Loch Einich is a rectangle cradled tightly on three sides by steep ground – only its short northern edge is easily approachable. It’s still early in the day and the sun isn’t yet high enough to illuminate the water, making for a dark and foreboding atmosphere.
I quickly stash my bike in the heather and pick up the path that traverses the hillside into Coire Dhondail. The steep ground to my left is riven by waterfalls that plunge down from unseen sources and it’s fun to hop across them on rocky stepping stones.
Looking down on the loch below, I spot an inflatable kayak. It’s a tiny speck on the vast expanse of water but I enjoy seeing evidence of another person out here in the wilds.
The path becomes increasingly sketchy as it ascends the headwall of the coire and I take care as loose gravel skips away from my feet. It’s not long before I can relax again though, as broad grassy slopes lead me away from the lip of the coire to where the land falls away dramatically into the Lairig Ghru.
I can feel my heart pumping faster as I quicken my pace, eager to see the full drama of the landscape open up before me. Now, Sgor an Lochain Uaine reveals itself and behind that, Cairn Toul. Up here, patches of snow still streak the mountainside forming weird shapes against the dark ground.

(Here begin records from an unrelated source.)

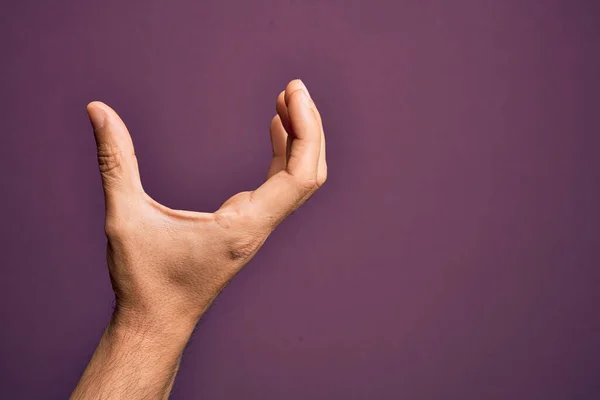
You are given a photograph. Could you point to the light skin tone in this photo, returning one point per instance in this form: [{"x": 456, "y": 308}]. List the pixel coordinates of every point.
[{"x": 167, "y": 266}]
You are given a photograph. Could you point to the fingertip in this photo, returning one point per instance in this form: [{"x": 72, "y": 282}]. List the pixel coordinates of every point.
[{"x": 97, "y": 114}]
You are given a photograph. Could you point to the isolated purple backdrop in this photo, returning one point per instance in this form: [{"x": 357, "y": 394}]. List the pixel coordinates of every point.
[{"x": 454, "y": 252}]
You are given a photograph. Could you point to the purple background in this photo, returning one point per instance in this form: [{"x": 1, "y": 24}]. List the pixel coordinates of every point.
[{"x": 454, "y": 252}]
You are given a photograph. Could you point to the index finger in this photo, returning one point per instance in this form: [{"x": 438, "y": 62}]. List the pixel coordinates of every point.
[{"x": 285, "y": 191}]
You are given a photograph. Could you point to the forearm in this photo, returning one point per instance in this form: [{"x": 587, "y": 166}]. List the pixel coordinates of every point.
[{"x": 134, "y": 360}]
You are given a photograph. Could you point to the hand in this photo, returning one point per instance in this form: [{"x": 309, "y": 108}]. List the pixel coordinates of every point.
[{"x": 166, "y": 265}]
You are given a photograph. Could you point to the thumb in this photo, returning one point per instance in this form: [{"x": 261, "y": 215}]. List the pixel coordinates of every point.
[{"x": 116, "y": 157}]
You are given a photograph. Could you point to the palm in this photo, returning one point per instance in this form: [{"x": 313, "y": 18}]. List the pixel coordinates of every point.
[{"x": 157, "y": 252}]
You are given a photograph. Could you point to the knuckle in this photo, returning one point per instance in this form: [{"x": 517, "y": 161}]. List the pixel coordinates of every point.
[{"x": 110, "y": 157}]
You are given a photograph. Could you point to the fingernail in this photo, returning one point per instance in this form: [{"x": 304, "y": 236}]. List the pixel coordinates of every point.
[
  {"x": 97, "y": 116},
  {"x": 305, "y": 99},
  {"x": 305, "y": 89}
]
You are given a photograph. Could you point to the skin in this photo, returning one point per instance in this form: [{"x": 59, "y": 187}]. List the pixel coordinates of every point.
[{"x": 167, "y": 266}]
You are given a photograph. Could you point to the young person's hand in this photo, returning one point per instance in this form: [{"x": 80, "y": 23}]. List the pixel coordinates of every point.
[{"x": 167, "y": 266}]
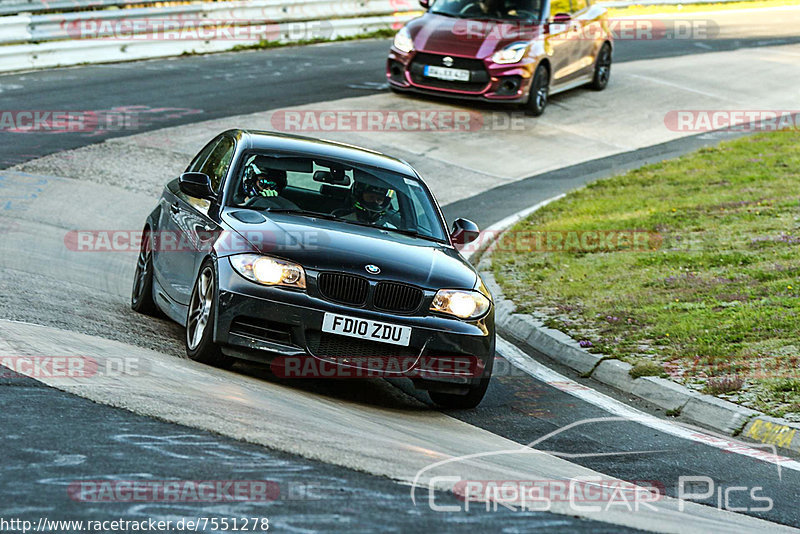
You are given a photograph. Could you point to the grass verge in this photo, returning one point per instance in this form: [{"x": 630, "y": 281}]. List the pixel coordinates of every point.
[{"x": 715, "y": 304}]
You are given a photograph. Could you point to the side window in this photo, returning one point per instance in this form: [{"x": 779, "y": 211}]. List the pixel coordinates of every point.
[
  {"x": 578, "y": 5},
  {"x": 216, "y": 166},
  {"x": 559, "y": 6},
  {"x": 201, "y": 156}
]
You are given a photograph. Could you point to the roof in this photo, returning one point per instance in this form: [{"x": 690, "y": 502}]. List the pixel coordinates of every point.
[{"x": 261, "y": 140}]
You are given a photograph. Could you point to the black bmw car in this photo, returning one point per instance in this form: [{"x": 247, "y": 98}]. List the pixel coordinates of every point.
[{"x": 289, "y": 250}]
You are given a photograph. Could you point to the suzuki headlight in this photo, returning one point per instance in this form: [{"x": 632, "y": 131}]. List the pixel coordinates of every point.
[
  {"x": 513, "y": 53},
  {"x": 269, "y": 271},
  {"x": 403, "y": 41},
  {"x": 462, "y": 303}
]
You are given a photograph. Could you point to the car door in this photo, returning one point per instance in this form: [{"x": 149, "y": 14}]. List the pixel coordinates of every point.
[
  {"x": 166, "y": 239},
  {"x": 560, "y": 42},
  {"x": 188, "y": 229},
  {"x": 589, "y": 25}
]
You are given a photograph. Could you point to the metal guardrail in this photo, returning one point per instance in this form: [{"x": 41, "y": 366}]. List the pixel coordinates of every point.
[
  {"x": 138, "y": 21},
  {"x": 14, "y": 7},
  {"x": 32, "y": 41}
]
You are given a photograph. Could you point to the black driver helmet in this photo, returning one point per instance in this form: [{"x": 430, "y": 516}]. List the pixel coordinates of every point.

The path onto Sgor an Lochain Uaine is clear and I’m soon standing on this ‘Angel’s Peak’ – a heavenly viewpoint indeed. It’s little more than a kilometre from here to the summit of Cairn Toul, but the route is more scrambly with large blocky boulders spread across the shoulders of the hill like a knobbly cloak.
From here I can see my final objective, The Devil’s Point. The sun is high now, throwing familiar landmarks into sharp relief. Below me is the Corrour Bothy, the River Dee winds its way south and Cairn a' Mhaim and Beinn Bhrotain guard the southern entrance to the Lairig Ghru.
I wolf down a sandwich on the Devil’s Point. The sky is darkening to the north and I’m keen to begin my return journey. Sure enough, back on the lower slopes of Cairn Toul small bullets of hail start to fall, stinging my face. I don’t reascend Cairn Toul but skirt around it, sometimes on a path, sometimes picking my way across the tussocky ground.
I soon regain the saddle from where I must head north-east back towards Glen Einich. The hail has stopped and the sun is out again. I take a moment to lay back in the grass and enjoy its warmth.
From the saddle I take a compass bearing to ensure that I head in the right direction across the featureless ground. I detour around a wide patch of snow then pick up my bearing again, following it until I spot the small cairn that marks the start of the path leading down into Coire Dhondail. From here I can see the calm waters of Loch Einich, sunlit now, the kayaker long gone.
It’s late afternoon and the sky is deep blue, the hillsides lit by a magical midsummer light. I don’t want this walk to end so I find a patch of grassy ground, pull my stove out of my rucksack and make a brew. As I sip hot tea and gaze down to the starting point of my walk, I spot my bike and three figures busying themselves nearby. I squint curiously at them, trying to see what they are up to.
Eventually they begin making their way up the path towards me. Within 15 minutes they are close enough to greet. They smile and wave and I see that they are carrying skis.
“We’re in search of summer snow!” they say as they pass.
“There’s plenty up there,” I reply, feeling slightly envious of them heading uphill on this glorious evening.
Their adventure is just beginning but mine is almost over as I pack away my stove and amble down to my bike. Three more bikes are nestled beside it and I realise that’s what the skiers were doing as I watched them earlier.
I smile to myself as I pedal back towards home. I’ve walked and cycled, whilst others around me have journeyed on kayaks or carried skis in search of off-piste thrills.
This is indeed a wonderful playground and a magical midsummer.